A. Hausser-. Y a-t-il un "mystère Chirac", comme le prétend notre confrère du Parisien ? Le président de la République qu'on entend et qu'on voit peu sur la scène nationale...
- "C'est une thématique qui revient assez régulièrement. D'ailleurs, de temps en temps, on dit que le Président intervient trop ; à d'autres moments, on dit qu'il n'intervient pas assez. Ce que je peux constater, c'est que, de manière régulière, toutes les cinq à six semaines, le président de la République intervient sur les sujets du moment, qu'ils soient internationaux ou nationaux. Et c'est une manière pour lui de rappeler les grandes lignes des engagements qu'il a pris vis-à-vis des Français."
Et là, le sujet du moment, sur lequel on l'attend, c'est bien sûr le port du foulard à l'école et dans la vie publique...
- "Le sujet sur lequel on l'attend aujourd'hui beaucoup, c'est tout ce qui touche à la situation économique, à l'emploi.
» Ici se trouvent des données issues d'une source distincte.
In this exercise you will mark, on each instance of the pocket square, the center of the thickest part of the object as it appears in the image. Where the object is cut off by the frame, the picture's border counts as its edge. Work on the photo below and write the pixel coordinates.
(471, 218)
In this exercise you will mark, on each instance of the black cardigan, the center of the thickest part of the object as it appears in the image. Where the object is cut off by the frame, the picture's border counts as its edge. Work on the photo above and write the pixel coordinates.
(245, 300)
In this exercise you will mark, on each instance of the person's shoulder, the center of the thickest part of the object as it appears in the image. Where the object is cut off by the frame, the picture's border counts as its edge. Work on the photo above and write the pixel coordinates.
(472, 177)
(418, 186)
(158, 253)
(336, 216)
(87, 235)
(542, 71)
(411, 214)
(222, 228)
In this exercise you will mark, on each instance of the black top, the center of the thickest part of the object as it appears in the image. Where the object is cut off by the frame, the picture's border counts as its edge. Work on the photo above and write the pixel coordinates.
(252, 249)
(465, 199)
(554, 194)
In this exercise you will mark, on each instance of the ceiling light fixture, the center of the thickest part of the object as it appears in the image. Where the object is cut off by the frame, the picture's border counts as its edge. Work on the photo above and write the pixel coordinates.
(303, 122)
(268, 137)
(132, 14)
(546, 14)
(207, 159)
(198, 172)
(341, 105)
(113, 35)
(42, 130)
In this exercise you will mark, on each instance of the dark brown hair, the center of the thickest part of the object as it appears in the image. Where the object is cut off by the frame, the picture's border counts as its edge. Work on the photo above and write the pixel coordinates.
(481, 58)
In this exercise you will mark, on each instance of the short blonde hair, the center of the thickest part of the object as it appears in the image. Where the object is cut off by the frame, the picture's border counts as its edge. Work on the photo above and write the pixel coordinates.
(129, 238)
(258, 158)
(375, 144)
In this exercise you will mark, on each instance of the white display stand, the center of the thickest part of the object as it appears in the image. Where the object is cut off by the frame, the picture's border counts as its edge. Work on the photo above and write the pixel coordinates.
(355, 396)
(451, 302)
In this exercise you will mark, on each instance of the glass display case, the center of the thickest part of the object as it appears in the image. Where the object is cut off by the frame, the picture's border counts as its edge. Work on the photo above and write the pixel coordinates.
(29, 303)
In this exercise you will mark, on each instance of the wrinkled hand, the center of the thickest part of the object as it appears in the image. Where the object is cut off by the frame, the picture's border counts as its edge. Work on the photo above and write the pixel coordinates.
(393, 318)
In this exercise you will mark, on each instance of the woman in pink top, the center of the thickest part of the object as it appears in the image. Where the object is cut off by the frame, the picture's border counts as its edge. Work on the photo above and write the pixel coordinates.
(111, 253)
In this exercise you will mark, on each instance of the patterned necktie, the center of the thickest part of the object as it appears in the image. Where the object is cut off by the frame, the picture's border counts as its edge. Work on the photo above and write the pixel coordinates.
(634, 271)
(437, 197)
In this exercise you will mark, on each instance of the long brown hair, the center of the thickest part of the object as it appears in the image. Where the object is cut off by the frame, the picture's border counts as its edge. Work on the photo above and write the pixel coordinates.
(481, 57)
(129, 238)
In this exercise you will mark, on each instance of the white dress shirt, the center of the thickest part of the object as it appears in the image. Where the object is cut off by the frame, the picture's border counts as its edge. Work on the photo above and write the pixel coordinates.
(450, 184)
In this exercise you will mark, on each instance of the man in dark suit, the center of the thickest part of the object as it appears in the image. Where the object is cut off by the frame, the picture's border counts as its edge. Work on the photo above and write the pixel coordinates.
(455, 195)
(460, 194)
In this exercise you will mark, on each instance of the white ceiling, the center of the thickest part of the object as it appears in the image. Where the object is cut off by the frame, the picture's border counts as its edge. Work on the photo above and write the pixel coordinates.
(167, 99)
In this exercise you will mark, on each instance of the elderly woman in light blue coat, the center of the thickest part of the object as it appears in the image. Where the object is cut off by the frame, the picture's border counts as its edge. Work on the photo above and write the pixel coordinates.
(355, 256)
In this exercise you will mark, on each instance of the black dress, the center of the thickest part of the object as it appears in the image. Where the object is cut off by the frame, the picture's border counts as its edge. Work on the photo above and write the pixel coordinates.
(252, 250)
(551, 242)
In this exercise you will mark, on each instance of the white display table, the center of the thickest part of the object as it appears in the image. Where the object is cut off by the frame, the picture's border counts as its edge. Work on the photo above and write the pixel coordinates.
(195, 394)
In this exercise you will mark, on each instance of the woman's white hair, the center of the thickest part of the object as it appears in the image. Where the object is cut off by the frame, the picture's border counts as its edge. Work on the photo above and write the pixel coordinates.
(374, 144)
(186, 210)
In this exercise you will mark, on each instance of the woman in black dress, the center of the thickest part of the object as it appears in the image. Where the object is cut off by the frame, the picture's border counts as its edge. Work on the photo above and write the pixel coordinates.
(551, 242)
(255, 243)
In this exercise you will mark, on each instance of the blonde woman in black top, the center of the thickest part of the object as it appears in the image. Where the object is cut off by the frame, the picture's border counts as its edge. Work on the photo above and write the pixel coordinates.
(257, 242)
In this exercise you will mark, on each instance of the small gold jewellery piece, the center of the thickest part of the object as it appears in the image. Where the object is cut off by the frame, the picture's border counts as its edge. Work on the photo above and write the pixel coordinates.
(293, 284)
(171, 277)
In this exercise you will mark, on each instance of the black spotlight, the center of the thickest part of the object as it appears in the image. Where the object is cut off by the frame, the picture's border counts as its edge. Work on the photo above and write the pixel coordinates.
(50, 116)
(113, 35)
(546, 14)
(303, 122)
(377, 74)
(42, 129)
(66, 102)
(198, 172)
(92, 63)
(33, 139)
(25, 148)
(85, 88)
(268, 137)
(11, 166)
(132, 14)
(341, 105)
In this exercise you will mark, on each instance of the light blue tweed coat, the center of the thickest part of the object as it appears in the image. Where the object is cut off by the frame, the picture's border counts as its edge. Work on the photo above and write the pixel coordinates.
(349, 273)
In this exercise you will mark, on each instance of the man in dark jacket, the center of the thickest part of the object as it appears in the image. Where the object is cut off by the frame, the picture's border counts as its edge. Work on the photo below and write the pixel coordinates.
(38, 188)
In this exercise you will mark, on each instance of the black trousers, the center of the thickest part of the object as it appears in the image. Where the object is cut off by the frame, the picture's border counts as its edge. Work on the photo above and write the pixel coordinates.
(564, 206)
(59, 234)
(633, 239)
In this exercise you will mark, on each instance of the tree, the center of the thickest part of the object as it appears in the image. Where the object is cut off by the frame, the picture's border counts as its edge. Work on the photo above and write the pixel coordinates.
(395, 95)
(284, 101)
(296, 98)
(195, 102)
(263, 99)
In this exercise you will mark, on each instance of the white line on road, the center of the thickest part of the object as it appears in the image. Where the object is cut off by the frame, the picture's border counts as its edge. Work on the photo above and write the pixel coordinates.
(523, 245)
Et vous le savez, lorsqu'il va se rendre à Valenciennes, ce sera aussi pour évoquer la politique que nous conduisons depuis plusieurs mois maintenant à l'initiative de J.-L. Borloo, en ce qui concerne les quartiers difficiles, pour ce qui concerne le surendettement ; bref, tout un pan de notre politique économique et sociale dont il faut rappeler l'importance."
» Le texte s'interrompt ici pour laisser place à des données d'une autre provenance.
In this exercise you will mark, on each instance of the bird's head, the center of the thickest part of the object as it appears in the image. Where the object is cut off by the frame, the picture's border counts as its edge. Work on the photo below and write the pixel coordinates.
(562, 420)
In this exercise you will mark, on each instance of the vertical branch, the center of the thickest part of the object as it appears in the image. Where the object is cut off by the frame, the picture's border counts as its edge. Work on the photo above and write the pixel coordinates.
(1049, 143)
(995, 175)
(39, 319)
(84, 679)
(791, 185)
La politique économique et sociale fait débat en ce moment à l'Assemblée, puisque c'est le vote et la discussion budgétaire. La partie recettes du Budget doit être adoptée demain après-midi et il y a un suspense entretenu par l'UDF, qui est contre un certain nombre de mesures : l'augmentation du gazole, la baisse des impôts de 3 % et aussi la réduction de l'allocation spécifique pour chômeurs en fin de droits. On dit que le Gouvernement pourrait faire un geste et transformer cette allocation en revenu minimum d'activité. Est-ce exact ?
- "D'abord, Ce n'est pas tout à fait un geste au sens où vous l'entendez."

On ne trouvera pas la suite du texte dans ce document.